At times “Life After Life” suggests a cross between Noël Coward’s “Brief Encounter” and those interactive “hypertext” novels whose computer-savvy readers can determine the direction of the story. Even so, reading the book is a mildly vertiginous experience, rather like using the “scenes” function on a DVD to scramble the film’s original order. In several of her lives, Ursula attends secretarial school in London and travels in Continental Europe.Ītkinson’s juggling a lot at once - and nimbly succeeds in keeping the novel from becoming confusing. Sylvie, Ursula’s mother, remains dependably snobbish and caustic, just as Ursula’s free-spirited Aunt Izzie continues to provide shelter, help and the example of nervy rebelliousness for which such aunts are created in fiction and film. And there are several relatively still points around which the whirling machinery turns. The mostly brief chapters, dated by month and year, keep us oriented amid the rapid chronological shifts backward and forward. Or is she? A dog named Lucky makes cameo appearances that the reader can’t help seeing through the scrim of the transient but critical roles that the dog has already played in the plot. A murdered child turns out not to be dead. But in a different rendition, she is in England when her father succumbs to a heart attack, and with her family for his funeral. Ursula learns about her father’s death in a letter she receives in Germany, where she has been trapped by the outbreak of World War II, and where she befriends Eva Braun and visits the Führer at his mountaintop retreat. Romances begin and end, then begin again, taking different trajectories. A bullying first marriage is endured, and its ensuing tragedy wiped clean from the slate. As a teenager living at Fox Corner, her family home in the British countryside, she is raped and becomes pregnant, but in another version the encounter with her American attacker involves little more than a stolen kiss. But each turn in her story is, like the end(s) of her life, subject to revision.

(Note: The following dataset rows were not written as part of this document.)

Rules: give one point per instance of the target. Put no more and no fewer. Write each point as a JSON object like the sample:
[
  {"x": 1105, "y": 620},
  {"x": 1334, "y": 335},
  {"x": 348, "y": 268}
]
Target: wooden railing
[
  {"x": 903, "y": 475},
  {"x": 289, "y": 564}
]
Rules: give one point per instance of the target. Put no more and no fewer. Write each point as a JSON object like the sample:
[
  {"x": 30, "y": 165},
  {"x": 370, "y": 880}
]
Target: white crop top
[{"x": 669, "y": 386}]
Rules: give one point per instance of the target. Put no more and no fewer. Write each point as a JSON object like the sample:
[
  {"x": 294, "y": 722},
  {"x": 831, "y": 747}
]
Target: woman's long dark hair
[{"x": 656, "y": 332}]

Kate atkinson life after life book review serial#

Her serial and parallel existences take her through two brutal world wars and well into the 1960s. The novel begins with a scene in which she assassinates Hitler.

Kate atkinson life after life book review series#

Each time Ursula dies, Atkinson - a British writer best known here as the author of “Case Histories,” the first in a series of highly entertaining mysteries featuring the sleuth Jackson Brodie - resurrects her and sets her on one of the many alternate courses that her destiny might have taken.Ī great deal of experience, and 20th-century history, transpires in the intervals separating Ursula’s sudden and often violent exits from the world of the living. She is killed during the German bombing of London in World War II and ends her life in the ruins of Berlin in 1945. Later, she commits suicide and is murdered. As a child, she drowns, falls off a roof and contracts influenza. She dies when she is being born, on a snowy night in 1910. Its heroine, Ursula Todd, keeps dying, then dying again. But the one-time-only nature of death is anything but self-evident in Kate Atkinson’s new novel, “Life After Life.” “After the first death, there is no other,” Dylan Thomas wrote.